Les ombrières de parking constituent un autre volet concret de cette réglementation. Les parkings de plus de 10 000 m² devaient être équipés au 1er juillet 2026 ; ceux compris entre 1 500 et 10 000 m² ont jusqu’en 2028. La loi Huwart, publiée fin novembre 2025, est venue compléter le dispositif en intégrant des exigences de végétalisation pour les nouveaux projets. Résultat : les gestionnaires de grandes surfaces commerciales ou de zones d’activités sont directement concernés, et la demande en solutions d’ombrières a sensiblement augmenté.

Pour les particuliers, la rentabilité reste au rendez-vous

Côté résidentiel, installer des panneaux photovoltaïques en 2026 est jugé rentable avec un retour sur investissement estimé à environ 7,5 ans pour une installation standard.

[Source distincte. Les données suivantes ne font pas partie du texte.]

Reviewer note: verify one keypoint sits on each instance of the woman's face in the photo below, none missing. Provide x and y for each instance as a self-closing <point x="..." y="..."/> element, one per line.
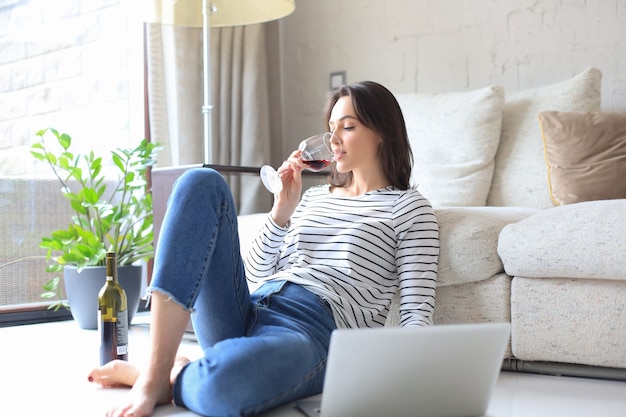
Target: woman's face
<point x="359" y="144"/>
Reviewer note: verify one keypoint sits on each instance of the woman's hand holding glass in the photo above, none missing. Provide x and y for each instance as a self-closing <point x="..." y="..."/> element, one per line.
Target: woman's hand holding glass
<point x="316" y="152"/>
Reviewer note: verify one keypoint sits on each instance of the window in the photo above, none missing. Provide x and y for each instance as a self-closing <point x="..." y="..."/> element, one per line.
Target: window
<point x="74" y="66"/>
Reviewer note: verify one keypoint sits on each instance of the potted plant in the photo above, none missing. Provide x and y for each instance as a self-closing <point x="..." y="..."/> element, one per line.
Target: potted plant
<point x="114" y="218"/>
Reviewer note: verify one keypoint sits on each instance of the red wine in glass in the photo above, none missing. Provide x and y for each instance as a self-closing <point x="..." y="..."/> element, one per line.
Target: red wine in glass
<point x="316" y="152"/>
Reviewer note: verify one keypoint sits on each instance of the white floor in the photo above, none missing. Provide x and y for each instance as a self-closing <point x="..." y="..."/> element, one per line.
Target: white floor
<point x="44" y="372"/>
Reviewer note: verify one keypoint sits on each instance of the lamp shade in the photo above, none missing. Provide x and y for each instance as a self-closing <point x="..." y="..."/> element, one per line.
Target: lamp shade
<point x="224" y="12"/>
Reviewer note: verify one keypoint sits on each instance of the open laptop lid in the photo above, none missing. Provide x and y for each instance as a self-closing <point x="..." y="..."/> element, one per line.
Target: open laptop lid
<point x="445" y="371"/>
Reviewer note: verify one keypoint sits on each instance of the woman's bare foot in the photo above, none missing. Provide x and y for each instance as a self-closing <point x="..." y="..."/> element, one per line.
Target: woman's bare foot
<point x="145" y="394"/>
<point x="116" y="373"/>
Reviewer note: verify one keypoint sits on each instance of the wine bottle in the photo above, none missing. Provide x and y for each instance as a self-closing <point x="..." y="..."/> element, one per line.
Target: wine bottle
<point x="113" y="315"/>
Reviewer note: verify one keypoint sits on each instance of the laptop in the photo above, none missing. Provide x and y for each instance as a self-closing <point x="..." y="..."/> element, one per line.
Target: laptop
<point x="436" y="371"/>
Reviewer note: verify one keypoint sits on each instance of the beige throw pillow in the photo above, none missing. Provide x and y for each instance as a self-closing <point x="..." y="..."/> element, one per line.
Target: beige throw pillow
<point x="454" y="137"/>
<point x="519" y="179"/>
<point x="586" y="155"/>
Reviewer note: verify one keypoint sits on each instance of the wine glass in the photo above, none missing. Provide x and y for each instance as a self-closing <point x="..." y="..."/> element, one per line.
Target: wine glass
<point x="317" y="152"/>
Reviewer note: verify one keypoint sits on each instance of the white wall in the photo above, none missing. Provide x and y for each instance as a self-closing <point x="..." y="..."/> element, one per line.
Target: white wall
<point x="434" y="46"/>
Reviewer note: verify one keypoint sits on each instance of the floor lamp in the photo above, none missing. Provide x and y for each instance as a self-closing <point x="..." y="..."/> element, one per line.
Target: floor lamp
<point x="208" y="14"/>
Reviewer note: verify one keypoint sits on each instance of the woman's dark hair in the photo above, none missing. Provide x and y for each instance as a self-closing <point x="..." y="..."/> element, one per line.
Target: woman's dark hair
<point x="377" y="108"/>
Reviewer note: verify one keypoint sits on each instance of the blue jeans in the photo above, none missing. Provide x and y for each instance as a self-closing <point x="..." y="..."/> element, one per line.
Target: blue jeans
<point x="261" y="350"/>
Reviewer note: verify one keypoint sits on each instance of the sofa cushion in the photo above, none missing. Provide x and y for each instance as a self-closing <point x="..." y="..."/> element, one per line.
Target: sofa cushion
<point x="581" y="240"/>
<point x="469" y="239"/>
<point x="586" y="155"/>
<point x="454" y="137"/>
<point x="520" y="172"/>
<point x="578" y="321"/>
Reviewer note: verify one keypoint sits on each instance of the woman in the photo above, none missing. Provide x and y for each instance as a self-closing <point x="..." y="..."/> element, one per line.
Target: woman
<point x="331" y="259"/>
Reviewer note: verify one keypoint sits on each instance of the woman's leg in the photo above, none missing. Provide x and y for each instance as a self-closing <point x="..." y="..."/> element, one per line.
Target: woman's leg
<point x="281" y="359"/>
<point x="197" y="259"/>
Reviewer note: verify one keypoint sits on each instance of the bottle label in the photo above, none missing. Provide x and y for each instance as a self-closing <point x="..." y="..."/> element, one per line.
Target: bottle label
<point x="122" y="332"/>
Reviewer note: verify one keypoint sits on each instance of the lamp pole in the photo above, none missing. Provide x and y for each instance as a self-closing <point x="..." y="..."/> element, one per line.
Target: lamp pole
<point x="207" y="107"/>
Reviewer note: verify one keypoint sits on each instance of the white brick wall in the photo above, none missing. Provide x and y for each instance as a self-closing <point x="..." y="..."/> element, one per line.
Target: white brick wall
<point x="64" y="64"/>
<point x="434" y="46"/>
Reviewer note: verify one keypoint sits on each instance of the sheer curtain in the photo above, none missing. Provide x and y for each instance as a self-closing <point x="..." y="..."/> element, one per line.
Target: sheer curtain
<point x="239" y="87"/>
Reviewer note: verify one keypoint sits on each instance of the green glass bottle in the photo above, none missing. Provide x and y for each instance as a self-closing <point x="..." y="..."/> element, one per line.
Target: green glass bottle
<point x="113" y="315"/>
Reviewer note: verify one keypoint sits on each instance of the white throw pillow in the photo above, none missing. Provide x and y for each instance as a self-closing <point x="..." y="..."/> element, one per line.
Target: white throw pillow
<point x="454" y="138"/>
<point x="580" y="240"/>
<point x="520" y="176"/>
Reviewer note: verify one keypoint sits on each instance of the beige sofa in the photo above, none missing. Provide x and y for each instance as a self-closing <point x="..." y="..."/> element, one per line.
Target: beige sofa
<point x="508" y="254"/>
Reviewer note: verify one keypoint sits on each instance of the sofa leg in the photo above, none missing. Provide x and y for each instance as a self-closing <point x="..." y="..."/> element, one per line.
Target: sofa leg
<point x="563" y="369"/>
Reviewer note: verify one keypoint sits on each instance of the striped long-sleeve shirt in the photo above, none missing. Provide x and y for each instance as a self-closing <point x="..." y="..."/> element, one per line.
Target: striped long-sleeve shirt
<point x="356" y="252"/>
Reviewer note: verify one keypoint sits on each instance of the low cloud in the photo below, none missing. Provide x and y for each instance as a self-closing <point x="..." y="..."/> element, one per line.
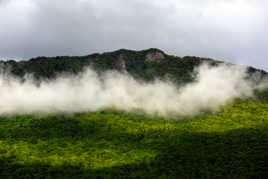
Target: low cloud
<point x="88" y="91"/>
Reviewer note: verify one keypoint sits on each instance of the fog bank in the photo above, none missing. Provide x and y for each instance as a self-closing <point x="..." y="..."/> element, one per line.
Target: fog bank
<point x="88" y="91"/>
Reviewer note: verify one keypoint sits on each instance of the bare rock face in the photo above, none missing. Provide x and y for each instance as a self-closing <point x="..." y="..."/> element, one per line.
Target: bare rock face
<point x="154" y="56"/>
<point x="120" y="63"/>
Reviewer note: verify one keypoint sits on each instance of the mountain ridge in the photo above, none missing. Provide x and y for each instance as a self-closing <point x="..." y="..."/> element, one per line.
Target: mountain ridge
<point x="145" y="64"/>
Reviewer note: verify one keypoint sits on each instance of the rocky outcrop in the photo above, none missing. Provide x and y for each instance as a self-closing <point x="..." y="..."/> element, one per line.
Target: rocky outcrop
<point x="154" y="56"/>
<point x="120" y="63"/>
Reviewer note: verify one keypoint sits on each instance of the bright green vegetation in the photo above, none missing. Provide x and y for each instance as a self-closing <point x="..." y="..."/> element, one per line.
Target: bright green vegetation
<point x="232" y="143"/>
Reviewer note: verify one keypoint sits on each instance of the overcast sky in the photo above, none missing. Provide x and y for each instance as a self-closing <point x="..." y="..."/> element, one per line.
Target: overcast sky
<point x="231" y="30"/>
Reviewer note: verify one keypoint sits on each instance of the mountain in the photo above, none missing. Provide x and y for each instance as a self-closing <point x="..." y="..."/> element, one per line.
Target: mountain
<point x="145" y="64"/>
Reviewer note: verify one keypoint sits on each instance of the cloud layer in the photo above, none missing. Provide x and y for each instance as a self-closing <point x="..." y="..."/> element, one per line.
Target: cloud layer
<point x="233" y="30"/>
<point x="213" y="88"/>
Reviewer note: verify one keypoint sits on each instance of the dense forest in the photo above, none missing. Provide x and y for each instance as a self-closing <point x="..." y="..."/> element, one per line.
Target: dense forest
<point x="146" y="64"/>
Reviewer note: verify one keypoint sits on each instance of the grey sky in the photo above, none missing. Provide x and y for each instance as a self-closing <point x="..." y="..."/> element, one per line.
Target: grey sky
<point x="232" y="30"/>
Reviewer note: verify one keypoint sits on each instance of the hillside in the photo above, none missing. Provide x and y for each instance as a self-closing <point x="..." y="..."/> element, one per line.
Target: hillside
<point x="115" y="125"/>
<point x="145" y="65"/>
<point x="232" y="143"/>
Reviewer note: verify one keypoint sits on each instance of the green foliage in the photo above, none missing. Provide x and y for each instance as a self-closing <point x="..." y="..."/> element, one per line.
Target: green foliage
<point x="232" y="143"/>
<point x="176" y="68"/>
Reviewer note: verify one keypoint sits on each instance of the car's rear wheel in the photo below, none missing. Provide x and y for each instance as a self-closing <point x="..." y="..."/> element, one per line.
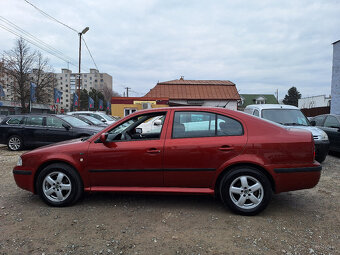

Une installation de 6 kWc représente un investissement d’environ 12 000 euros après aides, avec une électricité quasi gratuite sur plus de 15 ans. Même dans les régions les moins ensoleillées du territoire, l’amortissement reste généralement inférieur à 15 ans.

Les aides disponibles complètent ce tableau : TVA réduite à 5,5 % pour les installations résidentielles de moins de 9 kWc, éco-prêt à taux zéro jusqu’à 30 000 euros, et MaPrimeRénov’ pour les panneaux solaires thermiques ou hybrides (jusqu’à 2 500 euros pour les hybrides). La prime à l’autoconsommation a connu plusieurs évolutions depuis 2025 ; les conditions exactes méritent d’être vérifiées auprès des organismes officiels avant tout projet.

Le marché solaire français a clairement atteint une maturité qui profite à tous les profils, du particulier qui cherche à réduire sa facture à l’agriculteur qui loue sa toiture sans investir. La dynamique réglementaire et la baisse continue des coûts d’installation rendent la question moins « faut-il le faire ? » que « quand et comment ? ».